I was liable for the tax and paid it. I went to the water vendor and let him know that we were being charged sales tax and it may set up an audit on his company. He is a rather volatile individual and he went off, noting that he had a ruling from the tax commissioner that his fuel adjustment charges were not subject to sales tax on his invoices. Soon after our audit was finished the auditor showed up to audit the water vendor. Due to an extremely high volume of invoices, the audit has lasted nine months and has not been finished.

Tax department collects from me and collects again from the vendor on his audit. There is no break for the little guys. Is this a great system or what?

There was one area in which I was clearly wrong and I knew it prior to the audit. A trucking customer was previously handled as a Goodyear National Account where the sales tax was collected by Goodyear. The account was set up in our computer as tax exempt. The account chose to move away from national account to local billing wherein our company was obligated to collect sales tax. We inadvertently neglected to change the tax status in the computer to taxable and, therefore, went for several months without collecting sales tax.

I had no trouble with the tax, penalty and interest on the actual invoices but I did object to extrapolating a few months of liability to a three-year violation. While the actual sales tax owed could still be recovered from the customer, the state would probably have collected from our company over $20,000 that was never owed to the state.

I asked the auditor to structure the audit to include only the actual amount owed the state. She didn’t have the authority and took the issue to her supervisor. He declined, saying that the three-month sample and 36-month extrapolation assumes that we would make additional similar mistakes in the other thirty-three months.

I didn’t give up and continued to ask for relief. The regional manager for the department also declined my request. The regulations that govern in audit include an option for me to decline the three-month sample routine and require the auditor to manually audit all 36 months of invoices. I informed the auditor that would certainly happen. The department relented and agreed to place this series of violations on a separate citation that included only the deficient invoices.

What’s fair is fair. I would not have gotten the consideration if I did not fight for it. Score a big come-from-behind win for us.

These are but a few but significant examples of our experience. There are too many others, some small and others large, that either fell to the state or to our company. There are just too many to enumerate in the VAA publication. I will take this opportunity to leave you with a few suggestions:

• Do not assume that the law of averages is on your side and you will not be audited.

• Be sure that all affected personnel in your company understand their responsibility to know and correctly apply the sales tax regulations.

• Keep the required documentation and support information available, accurate, and up to date.

• Take the time to refute unwarranted charges levied by the auditor.

• Understand that a significant liability, such as my company experienced, will probably set you up for another audit in a few years.

• If you make a mistake like I did on the national account trucker, correct it before you get audited.
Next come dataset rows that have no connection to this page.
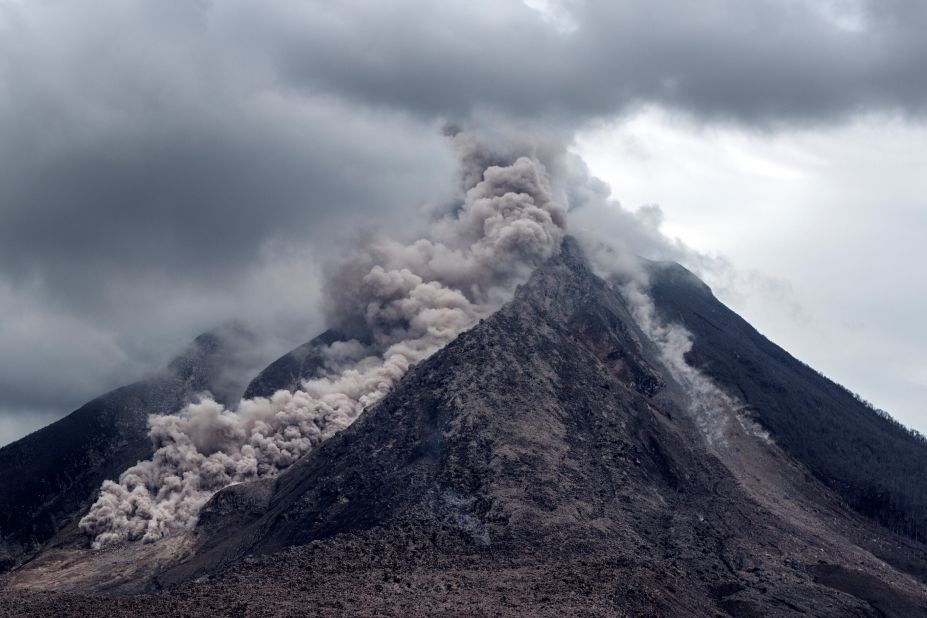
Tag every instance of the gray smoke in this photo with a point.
(405, 301)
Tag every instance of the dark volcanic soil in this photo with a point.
(541, 464)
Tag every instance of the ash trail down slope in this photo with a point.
(872, 462)
(546, 440)
(544, 462)
(50, 477)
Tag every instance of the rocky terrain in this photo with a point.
(546, 462)
(50, 477)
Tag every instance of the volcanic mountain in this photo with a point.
(550, 461)
(49, 478)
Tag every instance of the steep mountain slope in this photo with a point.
(545, 462)
(546, 444)
(874, 463)
(288, 371)
(50, 477)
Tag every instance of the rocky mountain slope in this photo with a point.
(546, 461)
(50, 477)
(874, 463)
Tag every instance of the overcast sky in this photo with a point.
(168, 166)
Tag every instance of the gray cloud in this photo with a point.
(165, 167)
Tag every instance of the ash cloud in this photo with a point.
(159, 162)
(404, 301)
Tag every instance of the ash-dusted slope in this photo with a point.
(291, 369)
(50, 477)
(874, 463)
(541, 462)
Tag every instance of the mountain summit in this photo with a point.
(549, 460)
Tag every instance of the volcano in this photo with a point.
(548, 461)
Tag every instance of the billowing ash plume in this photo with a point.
(400, 302)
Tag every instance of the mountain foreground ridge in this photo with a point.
(545, 461)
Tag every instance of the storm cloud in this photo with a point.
(165, 167)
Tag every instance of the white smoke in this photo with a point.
(709, 405)
(404, 301)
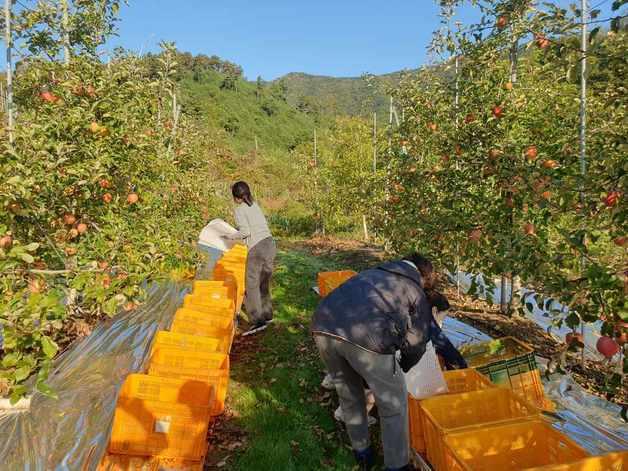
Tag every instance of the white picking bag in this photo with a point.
(425, 379)
(213, 233)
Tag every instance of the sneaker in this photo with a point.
(328, 383)
(365, 459)
(255, 328)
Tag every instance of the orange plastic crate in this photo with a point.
(189, 342)
(239, 280)
(208, 304)
(143, 427)
(610, 462)
(329, 281)
(112, 462)
(223, 337)
(186, 391)
(218, 318)
(188, 359)
(458, 381)
(527, 444)
(217, 379)
(162, 417)
(215, 289)
(455, 412)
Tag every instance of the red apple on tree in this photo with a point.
(6, 241)
(49, 97)
(541, 40)
(475, 235)
(69, 219)
(494, 154)
(531, 153)
(620, 241)
(81, 228)
(529, 229)
(611, 198)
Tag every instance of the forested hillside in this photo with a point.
(337, 96)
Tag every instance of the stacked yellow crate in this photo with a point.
(480, 426)
(162, 417)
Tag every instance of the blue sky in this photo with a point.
(273, 37)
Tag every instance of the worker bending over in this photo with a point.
(369, 329)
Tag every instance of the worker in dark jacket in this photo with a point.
(359, 329)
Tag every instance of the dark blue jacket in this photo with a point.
(383, 310)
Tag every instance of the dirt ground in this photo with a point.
(592, 375)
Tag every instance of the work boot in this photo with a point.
(365, 459)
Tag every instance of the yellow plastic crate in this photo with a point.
(192, 392)
(187, 360)
(223, 337)
(219, 305)
(162, 417)
(458, 381)
(610, 462)
(219, 318)
(215, 289)
(238, 279)
(188, 342)
(113, 462)
(530, 445)
(455, 412)
(329, 281)
(143, 427)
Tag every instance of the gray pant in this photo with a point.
(348, 366)
(259, 271)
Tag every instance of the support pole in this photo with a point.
(583, 118)
(374, 142)
(65, 32)
(9, 68)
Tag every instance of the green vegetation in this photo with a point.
(275, 389)
(350, 96)
(245, 111)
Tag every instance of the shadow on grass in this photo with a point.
(275, 393)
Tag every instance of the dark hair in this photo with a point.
(242, 191)
(437, 300)
(423, 264)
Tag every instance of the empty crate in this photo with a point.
(522, 445)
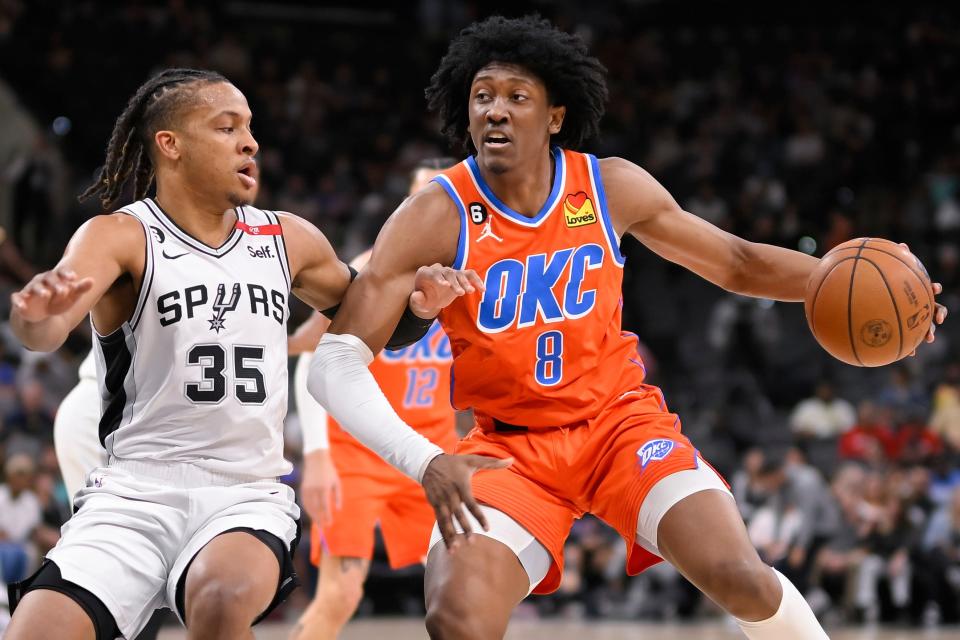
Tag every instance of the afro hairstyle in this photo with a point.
(573, 78)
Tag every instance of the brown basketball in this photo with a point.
(869, 302)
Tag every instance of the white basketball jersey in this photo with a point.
(198, 373)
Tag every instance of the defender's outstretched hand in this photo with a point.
(446, 482)
(49, 294)
(437, 286)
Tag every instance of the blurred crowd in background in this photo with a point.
(803, 129)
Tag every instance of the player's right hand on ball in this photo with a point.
(320, 490)
(446, 482)
(49, 294)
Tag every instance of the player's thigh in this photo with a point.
(259, 516)
(724, 564)
(472, 592)
(350, 534)
(505, 558)
(114, 548)
(215, 578)
(406, 523)
(76, 436)
(49, 615)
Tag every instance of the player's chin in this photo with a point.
(497, 166)
(239, 199)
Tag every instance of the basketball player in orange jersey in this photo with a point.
(416, 380)
(555, 385)
(188, 298)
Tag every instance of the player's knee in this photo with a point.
(216, 600)
(746, 588)
(449, 618)
(345, 594)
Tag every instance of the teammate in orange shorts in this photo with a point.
(539, 354)
(347, 489)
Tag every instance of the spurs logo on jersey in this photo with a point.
(199, 371)
(220, 307)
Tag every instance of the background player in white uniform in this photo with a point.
(188, 298)
(75, 430)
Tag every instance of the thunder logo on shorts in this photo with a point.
(529, 349)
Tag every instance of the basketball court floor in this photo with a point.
(412, 629)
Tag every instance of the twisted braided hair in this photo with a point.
(152, 108)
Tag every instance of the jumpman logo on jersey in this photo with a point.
(221, 307)
(488, 232)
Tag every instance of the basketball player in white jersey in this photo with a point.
(188, 298)
(75, 430)
(379, 497)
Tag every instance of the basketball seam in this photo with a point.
(920, 276)
(896, 309)
(853, 274)
(816, 294)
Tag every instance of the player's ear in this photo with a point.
(556, 119)
(168, 144)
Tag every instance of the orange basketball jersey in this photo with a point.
(542, 346)
(416, 381)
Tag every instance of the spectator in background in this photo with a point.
(822, 416)
(19, 516)
(836, 562)
(945, 419)
(817, 424)
(746, 484)
(709, 206)
(903, 396)
(871, 439)
(938, 562)
(776, 525)
(887, 544)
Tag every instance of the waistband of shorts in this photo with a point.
(182, 474)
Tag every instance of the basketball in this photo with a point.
(869, 302)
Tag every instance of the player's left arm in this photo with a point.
(321, 279)
(642, 207)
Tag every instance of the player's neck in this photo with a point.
(206, 222)
(524, 188)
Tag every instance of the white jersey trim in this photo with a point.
(174, 229)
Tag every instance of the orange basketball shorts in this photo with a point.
(374, 492)
(604, 466)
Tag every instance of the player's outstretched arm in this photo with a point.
(639, 205)
(54, 302)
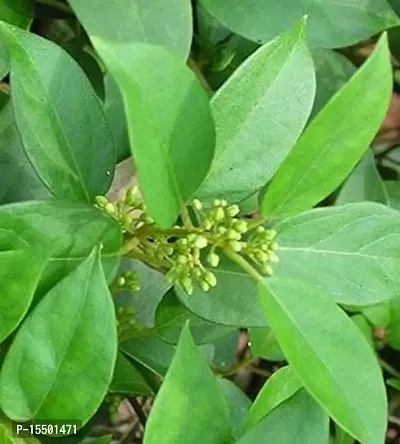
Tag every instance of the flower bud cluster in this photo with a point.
(130, 212)
(187, 253)
(125, 319)
(129, 280)
(261, 249)
(186, 266)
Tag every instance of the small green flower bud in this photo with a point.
(200, 242)
(207, 224)
(101, 201)
(197, 204)
(235, 245)
(233, 210)
(271, 234)
(233, 234)
(204, 286)
(219, 214)
(109, 208)
(213, 259)
(121, 281)
(262, 256)
(131, 195)
(267, 269)
(273, 257)
(187, 285)
(241, 226)
(182, 259)
(222, 230)
(274, 246)
(210, 278)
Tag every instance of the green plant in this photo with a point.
(260, 207)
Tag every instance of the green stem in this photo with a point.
(389, 369)
(244, 265)
(236, 367)
(56, 5)
(186, 218)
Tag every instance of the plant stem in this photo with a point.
(389, 369)
(237, 367)
(244, 265)
(56, 5)
(186, 218)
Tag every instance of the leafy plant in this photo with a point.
(260, 211)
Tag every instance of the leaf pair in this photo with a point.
(54, 368)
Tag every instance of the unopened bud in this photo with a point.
(241, 226)
(204, 286)
(233, 210)
(273, 257)
(197, 204)
(200, 242)
(210, 278)
(101, 201)
(233, 235)
(236, 246)
(213, 259)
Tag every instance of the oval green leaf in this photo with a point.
(281, 386)
(232, 302)
(63, 129)
(321, 344)
(171, 129)
(351, 252)
(68, 230)
(335, 140)
(332, 23)
(298, 420)
(190, 406)
(18, 13)
(259, 113)
(55, 368)
(159, 22)
(18, 180)
(20, 272)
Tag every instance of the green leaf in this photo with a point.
(299, 419)
(56, 368)
(393, 193)
(151, 352)
(364, 184)
(172, 149)
(63, 129)
(20, 272)
(167, 24)
(333, 70)
(263, 344)
(190, 406)
(282, 385)
(115, 114)
(128, 380)
(172, 315)
(335, 140)
(333, 24)
(68, 230)
(144, 302)
(16, 12)
(321, 343)
(238, 403)
(232, 302)
(351, 252)
(18, 180)
(259, 113)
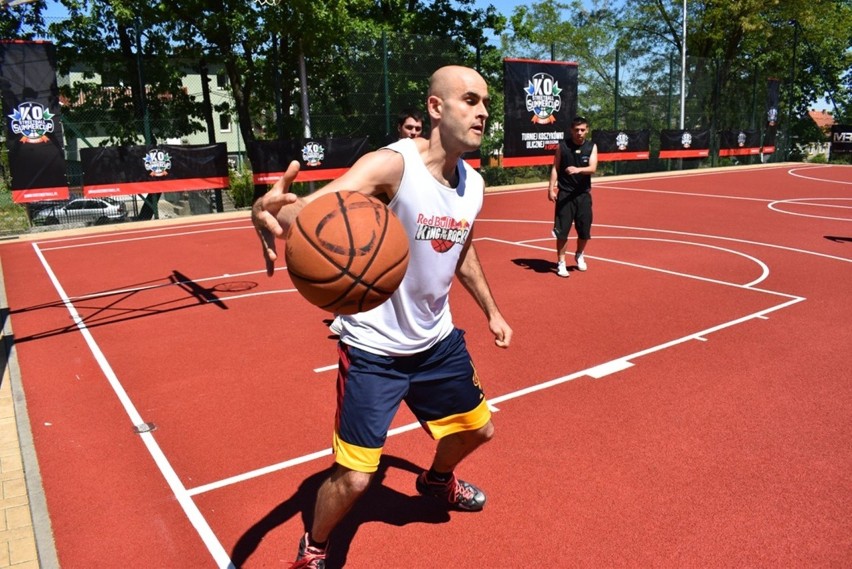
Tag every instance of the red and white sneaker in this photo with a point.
(309, 557)
(458, 494)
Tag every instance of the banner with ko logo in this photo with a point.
(841, 140)
(540, 101)
(33, 130)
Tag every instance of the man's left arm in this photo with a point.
(472, 277)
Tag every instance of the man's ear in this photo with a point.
(434, 105)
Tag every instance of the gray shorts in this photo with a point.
(576, 209)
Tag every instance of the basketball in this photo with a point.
(346, 252)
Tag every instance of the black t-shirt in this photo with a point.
(574, 155)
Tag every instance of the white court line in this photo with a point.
(183, 497)
(145, 238)
(793, 172)
(163, 229)
(805, 202)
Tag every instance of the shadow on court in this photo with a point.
(111, 307)
(378, 504)
(537, 265)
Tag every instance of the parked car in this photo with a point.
(96, 211)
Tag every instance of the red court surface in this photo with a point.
(686, 402)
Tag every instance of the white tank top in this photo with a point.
(437, 219)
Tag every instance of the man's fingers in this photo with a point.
(283, 183)
(270, 253)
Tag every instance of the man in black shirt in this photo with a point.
(570, 189)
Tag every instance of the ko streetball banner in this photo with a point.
(540, 101)
(153, 169)
(841, 140)
(33, 131)
(622, 144)
(739, 142)
(320, 158)
(684, 143)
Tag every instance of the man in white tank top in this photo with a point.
(411, 337)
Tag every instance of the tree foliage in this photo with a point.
(363, 60)
(733, 47)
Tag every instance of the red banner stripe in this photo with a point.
(156, 186)
(697, 153)
(39, 194)
(611, 156)
(738, 151)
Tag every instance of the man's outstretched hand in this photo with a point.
(268, 219)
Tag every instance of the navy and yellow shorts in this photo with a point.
(440, 386)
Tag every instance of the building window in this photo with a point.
(222, 80)
(224, 123)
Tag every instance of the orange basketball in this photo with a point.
(346, 252)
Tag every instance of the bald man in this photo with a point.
(408, 349)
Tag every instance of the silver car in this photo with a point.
(96, 211)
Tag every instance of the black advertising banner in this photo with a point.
(33, 130)
(320, 158)
(622, 144)
(739, 142)
(153, 169)
(841, 140)
(540, 101)
(684, 143)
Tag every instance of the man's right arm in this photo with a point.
(376, 173)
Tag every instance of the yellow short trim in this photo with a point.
(357, 458)
(470, 421)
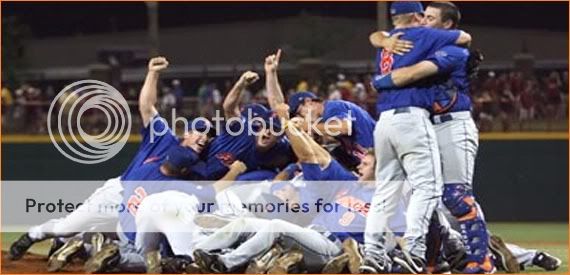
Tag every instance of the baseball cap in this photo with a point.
(202, 125)
(297, 99)
(403, 7)
(258, 110)
(258, 175)
(180, 157)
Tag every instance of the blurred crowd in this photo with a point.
(503, 100)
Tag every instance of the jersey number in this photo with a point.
(386, 62)
(135, 200)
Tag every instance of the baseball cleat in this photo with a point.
(208, 263)
(261, 264)
(371, 265)
(97, 241)
(105, 260)
(178, 264)
(56, 244)
(152, 261)
(63, 255)
(287, 262)
(487, 267)
(546, 261)
(505, 260)
(408, 264)
(19, 248)
(355, 260)
(336, 265)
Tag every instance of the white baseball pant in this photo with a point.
(98, 213)
(406, 149)
(259, 235)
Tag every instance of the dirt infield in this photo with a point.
(33, 263)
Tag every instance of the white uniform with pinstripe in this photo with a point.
(406, 150)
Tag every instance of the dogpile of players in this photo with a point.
(401, 184)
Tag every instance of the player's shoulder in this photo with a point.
(453, 51)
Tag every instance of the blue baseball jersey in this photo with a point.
(334, 172)
(157, 137)
(136, 190)
(348, 219)
(451, 62)
(426, 42)
(362, 134)
(230, 146)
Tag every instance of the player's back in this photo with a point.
(426, 42)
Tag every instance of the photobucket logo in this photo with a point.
(248, 123)
(76, 102)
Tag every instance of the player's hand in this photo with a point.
(398, 46)
(272, 62)
(238, 167)
(248, 78)
(299, 123)
(282, 111)
(157, 64)
(392, 43)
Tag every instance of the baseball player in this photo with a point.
(351, 125)
(344, 224)
(264, 149)
(155, 208)
(456, 132)
(106, 198)
(406, 146)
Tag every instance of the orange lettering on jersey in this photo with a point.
(386, 62)
(346, 219)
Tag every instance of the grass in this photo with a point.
(549, 237)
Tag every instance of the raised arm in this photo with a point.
(383, 40)
(148, 95)
(464, 39)
(305, 148)
(232, 100)
(405, 76)
(274, 92)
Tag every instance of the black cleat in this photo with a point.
(105, 260)
(208, 263)
(19, 248)
(504, 259)
(546, 261)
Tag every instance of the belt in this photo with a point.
(461, 115)
(441, 119)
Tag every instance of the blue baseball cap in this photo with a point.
(202, 125)
(297, 99)
(180, 157)
(258, 175)
(403, 7)
(258, 110)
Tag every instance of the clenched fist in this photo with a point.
(238, 167)
(248, 78)
(272, 62)
(157, 64)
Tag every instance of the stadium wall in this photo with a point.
(339, 38)
(515, 180)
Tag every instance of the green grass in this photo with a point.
(549, 237)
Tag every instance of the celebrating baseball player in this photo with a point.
(406, 146)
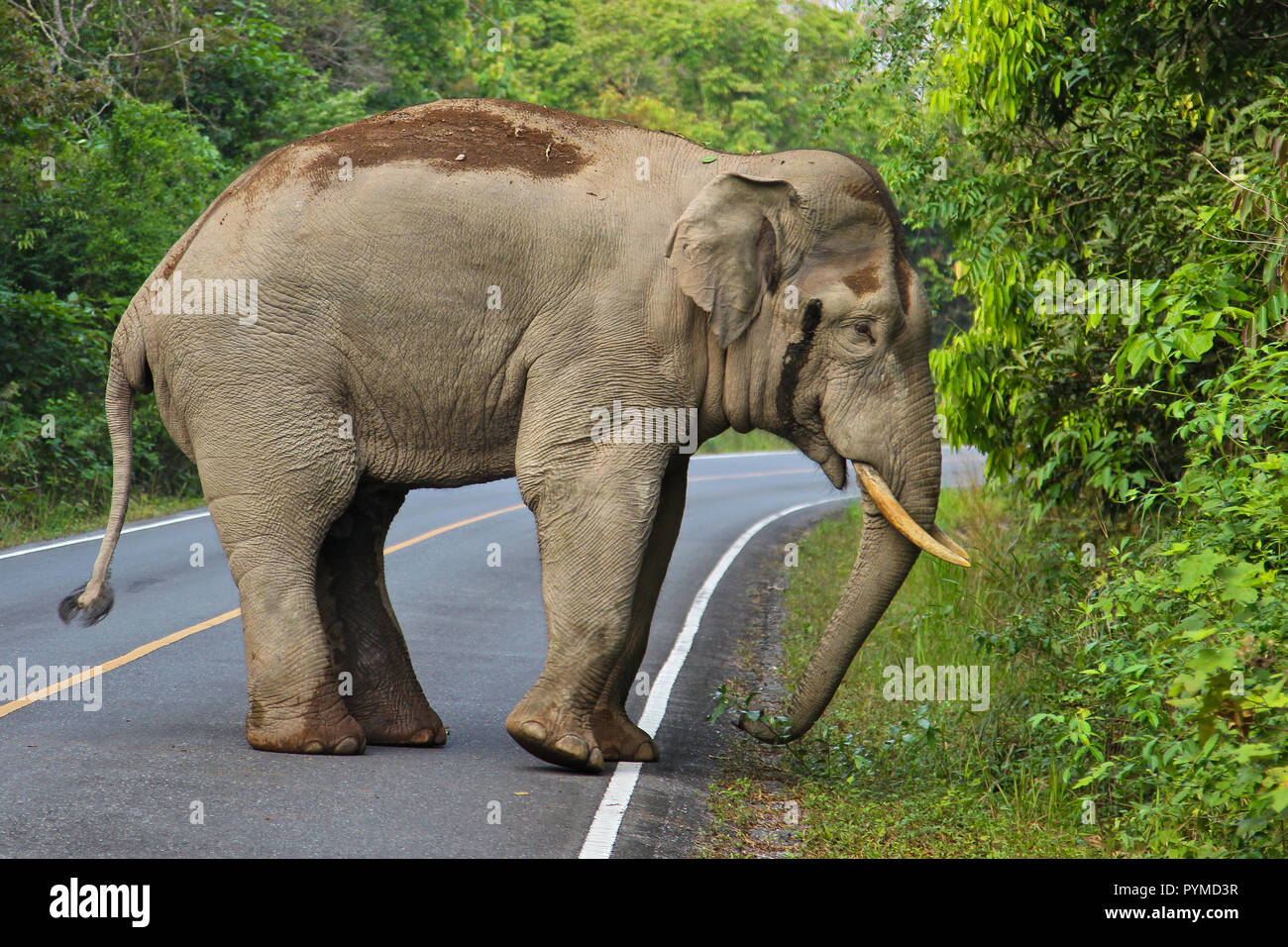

You will be spared the penalty and interest. The correction does not have to be in the audit period.

•Stay very close to the VAA because it’s a great conduit of information on topics that affect the membership such as sales tax issues.

• And remember, “Don’t worry, be happy!”

I had no trouble paying what was due to the state but due to the magnitude of the potential liability, I researched and fought to remove any exception on the auditor’s list that was not valid. When it was all over, my final bill was down to $6,500, from the original $176,000. Sadly, it is almost impossible to know what is taxable and what is not as the Department of Taxation continuously expands the list of taxable items.